I think the problem with this way of thinking is that it assumes the way things are as an acceptable baseline and measures harm from that. In reality, the way things are now are really hurting a lot of people, and the way it's looking that's going to get worse.
this is already the status quo.
I'm just working from the article. In an article with a title as grand as 'The Myth of (real) Capitalism' forgive me for extrapolating his pretty stated points into 'the free market will sort itself out'. Freer markets with this good well thought out regulation exist. Their problems haven't gone away. It's a nicer place to live sure, but they still have the exact same problems and cause the same consequences for other people around the world.
Private Ownership is the form of wealth distribution under capitalism. Well that and taming 'untamed lands' to their fullest potential.
You're oversimplified definition would mean we've had capitalism for as long as we've had civilization as private ownership has been an idea as far back as Mesopotamia.
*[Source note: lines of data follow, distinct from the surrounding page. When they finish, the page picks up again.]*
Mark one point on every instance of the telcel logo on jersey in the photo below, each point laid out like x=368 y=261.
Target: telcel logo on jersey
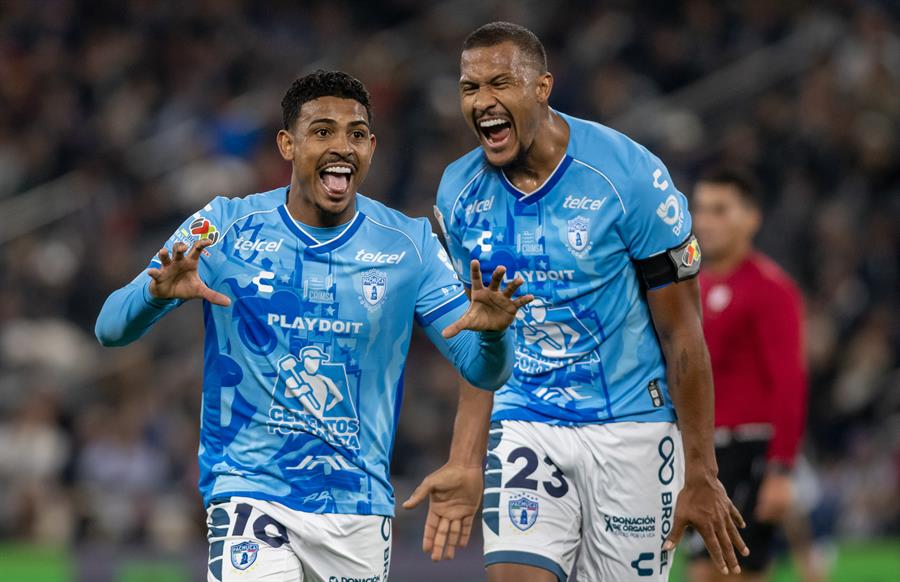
x=479 y=206
x=259 y=246
x=380 y=258
x=583 y=203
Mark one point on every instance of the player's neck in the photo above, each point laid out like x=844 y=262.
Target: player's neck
x=546 y=151
x=726 y=265
x=304 y=210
A miller alone wouldn't have time to run the infrastructure necessary to run a mill.
Who builds the mill? You hire a mason or a carpenter and an engineer. You purchase land.
What if something breaks? You hire a carpenter or a mason.
What do you do with the flour? You hire a merchant.
Where do the grain come from? You hire a caravan and you have to pay for the farmer.
All these things need money that the miller doesn't have and that came from something else. It's easy to yell "seize the means of productions!" when everything is already up and running.
Have you ever heard of worker co-ops?